3.1. Amélioration du cadre institutionnel et juridique

3.1.1. Aspects institutionnels

L’analyse du dispositif institutionnel et des mesures réglementaires en matière de lutte contre la désertification, montre que certaines dispositions de la CCD relatives à l’implication des différents acteurs, sont réellement prises en compte dans le cadre de l’élaboration du PAN.

La mise en œuvre de la Convention au Sénégal, intervient dans un contexte de décentralisation visant à transférer certaines compétences, jadis dévolues à l’Etat, aux collectivités locales (régions, communes, communautés rurales). Parmi celles-ci figurent la gestion des ressources naturelles et la protection de l’environnement . C’est ainsi que les collectivités locales ont désormais la compétence d’élaborer les plans régionaux, communaux et locaux d’action pour l’environnement.

Cette évolution du dispositif institutionnel entraîne une gestion à la base des ressources naturelles en général et de la lutte contre la désertification en particulier. En effet, même si l’Etat continue de gérer les zones classées (forêts classées, parcs nationaux, réserves naturelles et périmètres de restauration), il envisage d’associer de plus en plus les collectivités locales riveraines à leur gestion sur une base contractuelle.
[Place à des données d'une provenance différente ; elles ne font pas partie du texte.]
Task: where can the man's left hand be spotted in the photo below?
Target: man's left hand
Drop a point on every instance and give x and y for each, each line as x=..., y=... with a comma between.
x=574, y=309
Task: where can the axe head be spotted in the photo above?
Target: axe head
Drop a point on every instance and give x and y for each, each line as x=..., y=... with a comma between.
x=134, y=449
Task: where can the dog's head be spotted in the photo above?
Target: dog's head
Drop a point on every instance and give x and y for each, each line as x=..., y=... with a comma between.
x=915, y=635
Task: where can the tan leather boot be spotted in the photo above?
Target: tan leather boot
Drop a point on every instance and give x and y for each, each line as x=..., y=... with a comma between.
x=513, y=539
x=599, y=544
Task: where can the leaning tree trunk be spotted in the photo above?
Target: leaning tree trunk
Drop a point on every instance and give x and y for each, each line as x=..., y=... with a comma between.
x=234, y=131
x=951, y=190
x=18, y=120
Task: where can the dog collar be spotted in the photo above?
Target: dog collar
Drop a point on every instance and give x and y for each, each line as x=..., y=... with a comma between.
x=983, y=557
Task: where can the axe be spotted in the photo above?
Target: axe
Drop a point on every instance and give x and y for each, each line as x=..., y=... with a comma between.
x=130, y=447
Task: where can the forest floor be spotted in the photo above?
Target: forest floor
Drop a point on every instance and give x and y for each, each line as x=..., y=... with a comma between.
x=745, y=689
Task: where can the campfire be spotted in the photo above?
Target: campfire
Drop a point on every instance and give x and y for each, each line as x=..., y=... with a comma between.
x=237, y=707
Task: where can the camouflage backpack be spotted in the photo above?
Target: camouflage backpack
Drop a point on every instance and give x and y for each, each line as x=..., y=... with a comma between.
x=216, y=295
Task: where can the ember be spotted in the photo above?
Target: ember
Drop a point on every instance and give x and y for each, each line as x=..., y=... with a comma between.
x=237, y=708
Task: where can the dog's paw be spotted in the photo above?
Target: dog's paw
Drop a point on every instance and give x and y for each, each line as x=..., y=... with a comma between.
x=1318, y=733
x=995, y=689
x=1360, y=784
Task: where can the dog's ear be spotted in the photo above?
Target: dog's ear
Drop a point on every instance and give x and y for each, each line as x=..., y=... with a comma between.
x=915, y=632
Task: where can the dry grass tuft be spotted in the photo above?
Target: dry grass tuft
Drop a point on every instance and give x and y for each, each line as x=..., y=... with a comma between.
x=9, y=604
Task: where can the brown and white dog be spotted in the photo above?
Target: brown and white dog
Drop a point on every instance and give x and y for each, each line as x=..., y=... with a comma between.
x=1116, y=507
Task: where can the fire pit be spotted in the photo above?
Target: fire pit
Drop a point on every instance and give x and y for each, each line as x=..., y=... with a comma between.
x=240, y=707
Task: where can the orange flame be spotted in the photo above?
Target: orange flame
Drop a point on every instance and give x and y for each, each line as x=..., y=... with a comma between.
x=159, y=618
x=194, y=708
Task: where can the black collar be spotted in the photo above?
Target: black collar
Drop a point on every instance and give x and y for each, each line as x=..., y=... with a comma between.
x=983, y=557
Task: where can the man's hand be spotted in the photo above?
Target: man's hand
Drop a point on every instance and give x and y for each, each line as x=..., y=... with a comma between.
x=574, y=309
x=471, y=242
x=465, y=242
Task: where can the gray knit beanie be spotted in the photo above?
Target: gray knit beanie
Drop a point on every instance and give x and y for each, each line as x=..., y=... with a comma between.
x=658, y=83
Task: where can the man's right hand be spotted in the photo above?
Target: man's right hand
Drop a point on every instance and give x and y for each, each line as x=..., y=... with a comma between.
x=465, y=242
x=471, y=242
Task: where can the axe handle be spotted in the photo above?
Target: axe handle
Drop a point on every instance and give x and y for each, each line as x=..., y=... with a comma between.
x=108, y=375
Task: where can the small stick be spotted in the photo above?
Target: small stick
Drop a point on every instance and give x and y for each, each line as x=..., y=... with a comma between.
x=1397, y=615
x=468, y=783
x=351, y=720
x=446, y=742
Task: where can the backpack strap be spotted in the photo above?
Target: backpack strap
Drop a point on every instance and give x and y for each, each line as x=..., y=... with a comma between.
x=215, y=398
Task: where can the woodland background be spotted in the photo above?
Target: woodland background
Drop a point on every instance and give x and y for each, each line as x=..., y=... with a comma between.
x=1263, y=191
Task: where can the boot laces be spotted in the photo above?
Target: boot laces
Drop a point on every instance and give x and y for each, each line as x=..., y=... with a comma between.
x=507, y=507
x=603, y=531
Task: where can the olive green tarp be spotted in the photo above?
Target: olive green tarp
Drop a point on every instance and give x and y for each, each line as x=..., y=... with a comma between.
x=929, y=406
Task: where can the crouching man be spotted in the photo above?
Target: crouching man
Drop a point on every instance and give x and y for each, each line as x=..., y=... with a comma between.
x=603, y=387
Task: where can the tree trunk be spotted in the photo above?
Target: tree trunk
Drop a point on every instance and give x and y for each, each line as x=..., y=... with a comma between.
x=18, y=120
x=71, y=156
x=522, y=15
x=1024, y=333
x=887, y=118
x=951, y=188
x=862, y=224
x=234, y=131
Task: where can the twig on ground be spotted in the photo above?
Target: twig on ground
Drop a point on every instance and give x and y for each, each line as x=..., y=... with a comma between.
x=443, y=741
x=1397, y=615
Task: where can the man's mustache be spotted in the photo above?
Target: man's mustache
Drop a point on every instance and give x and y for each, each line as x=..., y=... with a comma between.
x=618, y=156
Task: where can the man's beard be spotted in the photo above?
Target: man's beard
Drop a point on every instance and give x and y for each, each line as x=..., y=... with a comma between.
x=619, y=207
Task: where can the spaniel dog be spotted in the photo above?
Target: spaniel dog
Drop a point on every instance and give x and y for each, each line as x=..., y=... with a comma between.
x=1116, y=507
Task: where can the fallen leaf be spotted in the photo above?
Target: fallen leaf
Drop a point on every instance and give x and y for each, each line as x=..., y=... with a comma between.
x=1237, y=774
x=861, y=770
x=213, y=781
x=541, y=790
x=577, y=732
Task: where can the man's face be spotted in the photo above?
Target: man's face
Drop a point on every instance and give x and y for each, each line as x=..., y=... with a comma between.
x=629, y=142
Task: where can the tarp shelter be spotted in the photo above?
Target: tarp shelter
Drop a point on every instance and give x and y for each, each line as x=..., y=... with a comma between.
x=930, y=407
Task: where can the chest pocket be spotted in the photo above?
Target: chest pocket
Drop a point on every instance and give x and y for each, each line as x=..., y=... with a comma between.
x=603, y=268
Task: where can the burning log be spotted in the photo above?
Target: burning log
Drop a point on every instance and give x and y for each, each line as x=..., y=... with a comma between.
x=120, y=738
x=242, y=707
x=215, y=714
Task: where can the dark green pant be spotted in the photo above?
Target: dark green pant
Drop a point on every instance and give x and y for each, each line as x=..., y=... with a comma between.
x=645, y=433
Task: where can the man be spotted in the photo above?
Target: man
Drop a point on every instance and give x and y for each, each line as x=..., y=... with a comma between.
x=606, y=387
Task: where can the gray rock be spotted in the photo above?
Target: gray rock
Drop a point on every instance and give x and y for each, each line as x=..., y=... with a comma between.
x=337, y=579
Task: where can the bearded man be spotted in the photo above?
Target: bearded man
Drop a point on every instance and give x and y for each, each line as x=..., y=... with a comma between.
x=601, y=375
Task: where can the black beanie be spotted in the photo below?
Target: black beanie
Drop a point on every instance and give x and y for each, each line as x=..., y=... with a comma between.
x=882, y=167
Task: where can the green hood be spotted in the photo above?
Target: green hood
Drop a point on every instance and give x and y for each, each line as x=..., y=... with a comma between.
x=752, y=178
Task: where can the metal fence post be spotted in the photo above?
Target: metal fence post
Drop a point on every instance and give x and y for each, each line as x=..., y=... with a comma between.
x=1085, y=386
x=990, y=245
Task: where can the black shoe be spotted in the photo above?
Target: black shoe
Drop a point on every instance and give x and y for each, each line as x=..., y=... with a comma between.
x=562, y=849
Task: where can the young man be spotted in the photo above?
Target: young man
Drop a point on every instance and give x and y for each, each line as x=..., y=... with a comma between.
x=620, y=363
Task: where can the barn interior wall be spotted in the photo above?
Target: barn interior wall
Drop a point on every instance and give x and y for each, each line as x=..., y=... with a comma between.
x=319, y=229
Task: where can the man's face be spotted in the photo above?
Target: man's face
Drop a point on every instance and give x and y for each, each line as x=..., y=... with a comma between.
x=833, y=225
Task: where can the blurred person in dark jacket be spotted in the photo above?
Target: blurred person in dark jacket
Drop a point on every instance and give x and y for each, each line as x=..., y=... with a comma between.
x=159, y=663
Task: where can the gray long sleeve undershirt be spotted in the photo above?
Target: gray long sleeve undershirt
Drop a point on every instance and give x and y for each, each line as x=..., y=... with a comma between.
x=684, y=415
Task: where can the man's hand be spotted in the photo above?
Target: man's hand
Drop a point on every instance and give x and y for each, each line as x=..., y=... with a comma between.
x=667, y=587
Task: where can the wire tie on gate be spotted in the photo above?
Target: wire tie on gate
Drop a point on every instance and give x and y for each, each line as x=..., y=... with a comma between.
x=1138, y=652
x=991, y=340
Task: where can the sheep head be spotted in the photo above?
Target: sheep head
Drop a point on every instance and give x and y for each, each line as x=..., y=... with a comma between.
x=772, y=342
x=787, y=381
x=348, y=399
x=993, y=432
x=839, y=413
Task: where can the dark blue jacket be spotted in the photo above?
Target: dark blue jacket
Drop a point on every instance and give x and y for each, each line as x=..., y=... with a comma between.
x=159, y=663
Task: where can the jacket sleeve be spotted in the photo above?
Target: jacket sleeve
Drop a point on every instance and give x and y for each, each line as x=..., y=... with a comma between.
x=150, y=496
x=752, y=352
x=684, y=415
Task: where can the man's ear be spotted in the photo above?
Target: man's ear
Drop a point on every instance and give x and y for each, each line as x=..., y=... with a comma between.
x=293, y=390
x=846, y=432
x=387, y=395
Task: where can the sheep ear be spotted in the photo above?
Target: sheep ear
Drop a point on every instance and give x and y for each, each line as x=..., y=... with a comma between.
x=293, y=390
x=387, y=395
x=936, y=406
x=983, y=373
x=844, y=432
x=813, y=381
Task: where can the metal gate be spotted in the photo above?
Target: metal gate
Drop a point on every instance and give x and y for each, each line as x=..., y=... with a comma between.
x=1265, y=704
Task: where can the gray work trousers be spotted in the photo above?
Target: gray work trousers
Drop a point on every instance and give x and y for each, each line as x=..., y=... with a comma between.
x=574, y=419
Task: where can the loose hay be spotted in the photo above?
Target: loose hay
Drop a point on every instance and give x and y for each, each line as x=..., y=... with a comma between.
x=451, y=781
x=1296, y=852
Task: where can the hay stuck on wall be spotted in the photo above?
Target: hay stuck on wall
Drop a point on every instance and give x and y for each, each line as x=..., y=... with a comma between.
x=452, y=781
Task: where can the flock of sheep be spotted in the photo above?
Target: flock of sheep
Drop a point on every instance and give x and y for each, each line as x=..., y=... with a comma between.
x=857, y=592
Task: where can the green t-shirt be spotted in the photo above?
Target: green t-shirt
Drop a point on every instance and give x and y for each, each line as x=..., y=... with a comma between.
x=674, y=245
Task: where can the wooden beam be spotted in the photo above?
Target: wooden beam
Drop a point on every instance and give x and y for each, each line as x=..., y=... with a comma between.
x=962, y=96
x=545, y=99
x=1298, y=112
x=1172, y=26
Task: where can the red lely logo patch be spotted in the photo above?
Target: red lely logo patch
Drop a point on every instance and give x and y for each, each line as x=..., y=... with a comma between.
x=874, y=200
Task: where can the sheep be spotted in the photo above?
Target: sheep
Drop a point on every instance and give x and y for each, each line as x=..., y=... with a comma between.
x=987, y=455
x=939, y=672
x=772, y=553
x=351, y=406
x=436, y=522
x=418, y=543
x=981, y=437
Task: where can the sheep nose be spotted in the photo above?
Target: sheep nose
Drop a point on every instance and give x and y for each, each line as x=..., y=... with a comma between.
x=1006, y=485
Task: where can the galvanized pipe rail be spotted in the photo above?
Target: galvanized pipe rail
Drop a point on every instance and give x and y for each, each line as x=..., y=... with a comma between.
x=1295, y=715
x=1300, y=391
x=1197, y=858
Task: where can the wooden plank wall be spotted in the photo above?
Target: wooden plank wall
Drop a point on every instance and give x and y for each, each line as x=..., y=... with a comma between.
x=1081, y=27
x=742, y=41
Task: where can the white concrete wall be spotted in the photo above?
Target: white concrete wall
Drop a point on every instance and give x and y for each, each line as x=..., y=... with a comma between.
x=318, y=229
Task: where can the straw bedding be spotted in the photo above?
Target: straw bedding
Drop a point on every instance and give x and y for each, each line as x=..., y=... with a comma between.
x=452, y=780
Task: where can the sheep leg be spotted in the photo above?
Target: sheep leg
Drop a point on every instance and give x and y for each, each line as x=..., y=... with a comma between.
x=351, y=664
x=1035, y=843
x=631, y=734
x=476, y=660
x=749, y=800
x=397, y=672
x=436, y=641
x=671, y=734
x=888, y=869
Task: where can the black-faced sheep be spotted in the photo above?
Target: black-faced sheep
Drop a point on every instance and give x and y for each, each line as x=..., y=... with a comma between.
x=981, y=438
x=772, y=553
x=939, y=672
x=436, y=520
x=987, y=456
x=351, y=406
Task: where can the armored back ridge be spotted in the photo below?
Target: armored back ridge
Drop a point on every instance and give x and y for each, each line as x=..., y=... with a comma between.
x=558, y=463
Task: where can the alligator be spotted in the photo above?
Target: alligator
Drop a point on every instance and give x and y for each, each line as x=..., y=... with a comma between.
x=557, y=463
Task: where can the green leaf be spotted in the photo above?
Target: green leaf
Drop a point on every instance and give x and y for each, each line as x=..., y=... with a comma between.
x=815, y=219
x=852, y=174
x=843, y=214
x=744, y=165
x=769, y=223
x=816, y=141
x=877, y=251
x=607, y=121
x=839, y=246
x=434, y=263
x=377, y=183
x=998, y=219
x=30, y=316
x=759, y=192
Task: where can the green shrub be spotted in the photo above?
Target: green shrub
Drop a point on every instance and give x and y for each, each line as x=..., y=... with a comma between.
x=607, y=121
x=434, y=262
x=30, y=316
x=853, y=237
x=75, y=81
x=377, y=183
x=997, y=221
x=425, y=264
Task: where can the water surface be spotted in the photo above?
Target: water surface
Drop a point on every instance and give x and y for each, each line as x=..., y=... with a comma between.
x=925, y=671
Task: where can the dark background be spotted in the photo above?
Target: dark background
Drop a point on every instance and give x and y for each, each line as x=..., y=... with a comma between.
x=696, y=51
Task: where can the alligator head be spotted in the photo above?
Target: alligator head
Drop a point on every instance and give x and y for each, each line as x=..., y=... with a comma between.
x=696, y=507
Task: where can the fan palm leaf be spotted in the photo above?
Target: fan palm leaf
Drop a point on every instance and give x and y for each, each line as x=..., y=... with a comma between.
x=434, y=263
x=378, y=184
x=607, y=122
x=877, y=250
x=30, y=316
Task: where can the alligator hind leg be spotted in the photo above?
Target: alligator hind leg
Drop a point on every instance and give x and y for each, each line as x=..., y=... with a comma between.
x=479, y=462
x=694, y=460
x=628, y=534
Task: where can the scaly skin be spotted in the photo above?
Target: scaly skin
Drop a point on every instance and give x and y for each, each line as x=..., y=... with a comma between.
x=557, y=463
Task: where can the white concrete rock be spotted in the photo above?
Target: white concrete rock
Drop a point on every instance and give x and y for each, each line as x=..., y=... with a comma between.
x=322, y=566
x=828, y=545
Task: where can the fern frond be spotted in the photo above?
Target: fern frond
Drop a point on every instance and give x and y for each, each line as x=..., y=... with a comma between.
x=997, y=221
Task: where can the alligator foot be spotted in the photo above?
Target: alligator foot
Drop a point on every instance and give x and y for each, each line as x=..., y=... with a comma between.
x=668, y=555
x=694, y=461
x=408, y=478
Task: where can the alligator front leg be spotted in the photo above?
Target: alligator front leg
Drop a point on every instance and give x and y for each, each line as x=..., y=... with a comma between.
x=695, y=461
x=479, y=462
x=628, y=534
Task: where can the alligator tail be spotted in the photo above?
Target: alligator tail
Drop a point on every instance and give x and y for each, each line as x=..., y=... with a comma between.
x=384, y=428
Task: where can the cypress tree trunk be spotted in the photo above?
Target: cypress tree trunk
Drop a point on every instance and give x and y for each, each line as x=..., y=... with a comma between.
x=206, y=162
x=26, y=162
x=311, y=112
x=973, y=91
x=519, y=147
Les services techniques de l’Etat, outre leur tâche de veiller à l’application de la législation et de la réglementation, devront conseiller les collectivités locales dans le cadre de la gestion des compétences transférées et de leur participation à la gestion du domaine de l’Etat (aide à l’élaboration de plans d’aménagement etc.).

De manière globale, le Sénégal dispose à l’heure actuelle d’un cadre institutionnel adéquat qui a favorisé le pilotage collectif du processus d’élaboration du PAN et qui devrait en principe, en permettre une bonne mise en œuvre. En effet, l’organisation des différentes catégories d’acteurs dans des cadres structurés qui épousent globalement le niveau de décentralisation administrative et la création d’un cadre de concertation entre ces différents acteurs aux niveau central et décentralisé, a permis une élaboration participative et décentralisée du PAN et peut contribuer à sa bonne mise en œuvre.

3.1.2. Aspects juridiques

La mise en œuvre d’une approche participative dans le cadre de la lutte contre la désertification en général et de la foresterie en particulier a été sous tendue par l’élaboration d’instruments juridiques garantissant une participation effective des acteurs. En effet, la loi 93-06 du 4 février 1993 portant code forestier et qui remplace et abroge l’ancien code de 1935, reconnaît désormais la propriété des personnes physiques sur les arbres qu’ils ont plantés ainsi que la possibilité de faire bénéficier aux populations riveraines des forêts classées des retombées de leur exploitation. Cette loi, qui a été révisée à travers celle n°98-03 du 8 janvier 1998, pour prendre en compte les mutations liées au transfert de certaines compétences aux collectivités locales, constitue une avancée significative dans la volonté de l’Etat d’impliquer les populations locales.

Cependant, certaines lois qui régissent une partie de la gestion des ressources naturelles en général et qui constituent de ce fait un élément du dispositif de lutte contre la désertification, ne disposent toujours pas d’instruments d’application, ce qui les rend inopérationnelles. Il devient urgent de remédier à cette situation. Sur un autre plan, l’arsenal juridique pèche par son caractère général, par la pléthore de textes et l’absence d’un corpus fédérateur pour les intégrer et les mettre en cohérence. Pour faciliter la mise en œuvre du PAN de ce point de vue, il serait donc judicieux d’harmoniser toutes les dispositions juridiques et législatives relatives au développement rural de manière générale à travers un texte transversal à défaut d’élaborer un code rural.

Enfin, pour éviter d’éventuelles incompréhensions liées à l’application de textes qui ne sont pas compris par les principaux intéressés, ce corpus juridique mériterait d’être vulgarisé au niveau des acteurs à la base dans les langues nationales.